4 reasons to upgrade to modern motor systems
Although modern motor technologies offer significant potential energy savings to business owners, the majority of motors currently in use are outdated and inefficient. Here are four reasons why it’s worth updating to more modern motor systems such as magnet-assisted synchronous reluctance motors and variable speed drives.
Cut energy costs now
Globally, electric motors account for almost 70% of electricity used in industrial applications. And 45% of the world’s electricity is used to power electric motors in buildings and industrial processes, including data centres, steel factories, food processing plants, and packaging centres. Unfortunately, most of the electric motors installed in these facilities are outdated and inefficient. This means that most businesses that rely on motors could cut their energy costs now, simply by modernising their motor systems.
By implementing new technologies and industry best-practices, energy efficiency can be improved by up to 30%.
Only pay for the energy you need
When added to an existing motor of a pump, fan or compressor, a variable speed drive can typically reduce power consumption by 25%.
About 70% of industrial motors are used to power fans, pumps and compressors. Most of these operate at partial load, with the motor running at full speed while the speed or flow of the application is controlled mechanically using brakes, throttles or valves. In contrast, using a variable speed drive to control motor speed and torque directly prevents energy being wasted by mechanical speed or flow control. This means that the motor system will only use the amount of electricity that is actually needed, when it’s needed, and no more.
Ensure future compliance
Upgrading to the most efficient motor technology available will help ensure future compliance.
Global electricity consumption could also be cut by as much as 10% through the adoption of highly energy efficient IE5 motor technology, especially when replacing obsolete equipment. Changing only one motor can make a difference.

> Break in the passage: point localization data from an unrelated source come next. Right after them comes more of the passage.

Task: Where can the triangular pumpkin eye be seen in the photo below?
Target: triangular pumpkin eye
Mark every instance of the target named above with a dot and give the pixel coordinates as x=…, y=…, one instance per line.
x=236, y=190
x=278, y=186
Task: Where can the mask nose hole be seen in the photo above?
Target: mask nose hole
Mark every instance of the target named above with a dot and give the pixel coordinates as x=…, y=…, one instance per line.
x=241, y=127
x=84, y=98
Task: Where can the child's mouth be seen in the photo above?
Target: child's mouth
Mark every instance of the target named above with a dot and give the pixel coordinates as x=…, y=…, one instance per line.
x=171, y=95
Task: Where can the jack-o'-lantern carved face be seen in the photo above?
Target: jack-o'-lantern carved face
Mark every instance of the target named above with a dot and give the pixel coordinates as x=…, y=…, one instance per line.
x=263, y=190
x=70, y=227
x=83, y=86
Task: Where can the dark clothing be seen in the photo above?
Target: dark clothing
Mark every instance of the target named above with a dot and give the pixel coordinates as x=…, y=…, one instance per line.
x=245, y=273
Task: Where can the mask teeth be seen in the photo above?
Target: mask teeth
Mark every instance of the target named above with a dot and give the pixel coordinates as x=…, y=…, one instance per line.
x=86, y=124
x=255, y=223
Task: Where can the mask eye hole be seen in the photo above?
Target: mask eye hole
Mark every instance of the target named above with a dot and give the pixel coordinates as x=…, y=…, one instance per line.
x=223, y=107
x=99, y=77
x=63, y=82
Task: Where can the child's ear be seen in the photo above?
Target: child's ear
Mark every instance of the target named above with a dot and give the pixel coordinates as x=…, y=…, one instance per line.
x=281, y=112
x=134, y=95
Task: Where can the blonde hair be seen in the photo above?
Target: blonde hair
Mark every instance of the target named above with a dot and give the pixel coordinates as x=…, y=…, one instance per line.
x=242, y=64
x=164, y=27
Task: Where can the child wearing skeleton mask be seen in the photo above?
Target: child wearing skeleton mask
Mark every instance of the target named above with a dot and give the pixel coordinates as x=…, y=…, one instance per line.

Regulations are in place to help drive industry to update the installed base, however, these regulations typically specify the minimum acceptable energy efficiency standards. In fact, the latest available motor technology is already significantly more efficient than regulations require. For example, in the US, NEMA actively supports adoption of Premium Efficiency motors (equivalent to IE3) to improve efficiency throughout the market. However, ABB’s EC Titanium technology delivers ultra-premium efficiency (equivalent to IE5), which is considerably more efficient than the minimum requirements, and it delivers 40% lower losses than Premium Efficiency motors.
EC Titanium motors are a highly efficient integrated motor drive that combines synchronous reluctance and permanent magnet technologies for a sustainable, wirelessly connected solution that improves the bottom line. Based on permanent magnet rotor technology, EC Titanium achieves ultra-premium, IE5 efficiency and maintains performance across varying speeds as well as full and part load conditions. This enables equipment to achieve optimal performance no matter the operating point.
This means that VSD-motor packages like the EC Titanium can be configured to the optimum settings for each individual application and deliver improved overall system performance and efficiency. This makes a significant difference for most HVAC applications, for example, where systems operate at 80% load or less, for more than 99% of the time. At full load, the incremental energy savings are around 4%, while at partial load the savings are much greater, at around 12.5%.
Since energy efficiency regulations are likely to get tighter all over the world in the coming years, it makes sense to upgrade motors to more than the minimum standards in advance. This will enable easier compliance, as well as bringing clear energy and cost savings.
Benefit from overall lifetime savings
Upgrading technology now will pay back in savings for the rest of the application lifecycle.
Although many older motors are still in good working order, they are built to meet older, outdated efficiency standards. This means that the whole system is running at a lower than optimum efficiency level, which will continue to add unnecessary costs throughout the lifetime of the application. As a result, it is well worthwhile updating a working motor to improve system efficiency before the end of its working life. The long-term savings far outweigh the initial costs and, in fact, the initial investment can often be paid back in as little as one to three years.